XUXUと光がジョイントしたスペシャル・ライブ
Photo by Shinichi Takahashi
 20年以上のキャリアを誇るプロデューサー、伊藤秀治が仕掛けるジャズ・レーベル「3361*BLACK」の所属アーティストXUXU(シュシュ)と光(フォトン)のライブが、2月29日、東京六本木 “STB139スイートベイジル” で行われた。
 トップバッターは、ア・カペラ・グループとして確固たる地位を築いたXUXUが登場。
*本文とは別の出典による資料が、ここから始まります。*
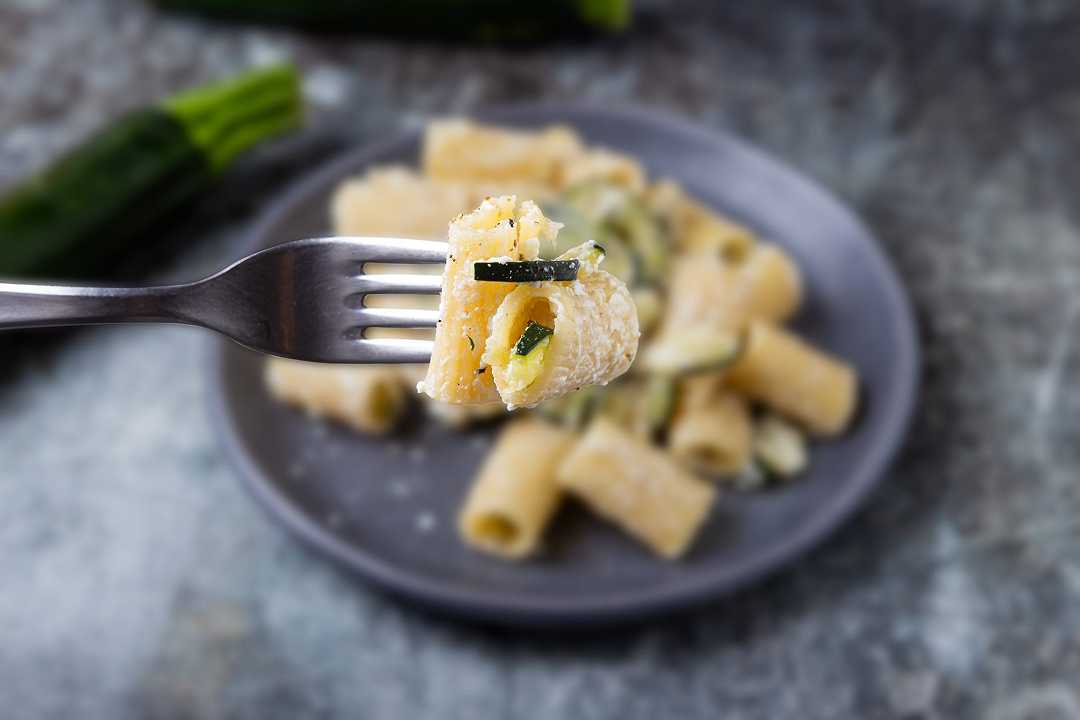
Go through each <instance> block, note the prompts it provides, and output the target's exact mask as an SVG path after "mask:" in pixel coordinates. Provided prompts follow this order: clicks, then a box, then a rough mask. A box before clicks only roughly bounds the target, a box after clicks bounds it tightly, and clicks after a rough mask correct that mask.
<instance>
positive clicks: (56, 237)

結成8周年を迎える彼女たちは、高度な唱法により磨きをかけ、昨年行ったパリ公演と同内容の演目で聴衆を魅了。秋吉敏子の「孤軍」からモンク・ナンバーまで、独自のXUXUワールドで料理する手腕はさすが。
 続く光(フォトン)は、メンバー全員21〜23歳の新鋭たちからなるピアノ・戸リオ+バイオリンのカルテット。正直、彼らの演奏は予想以上の発見だった。まだ学生といっても良い年齢の彼らだが、その実力は相当なレベルに達している。クラシック教育で培った確かな演奏力と、ジャズ、民族音楽の即興エッセンスが程よくブレンドされたスタイリッシュなサウンドを作り上げている。筆者は彼らの演奏を聴く前は「ちょっと変わったコトをしているコンセプト・バンド」と勝手に思っていたのだが、とんでもない誤解だった。若手コンボの中でもトップ・グループに位 置する実力と言って良いだろう。
 ラストは2組がジョイントしてのスペシャル・ライブとなって聴衆を盛り上げた。まだ若い光(フォトン)だが、歌伴も無理なくこなすステージ上での余裕はたいしたもの。春以降の展開に期待したい。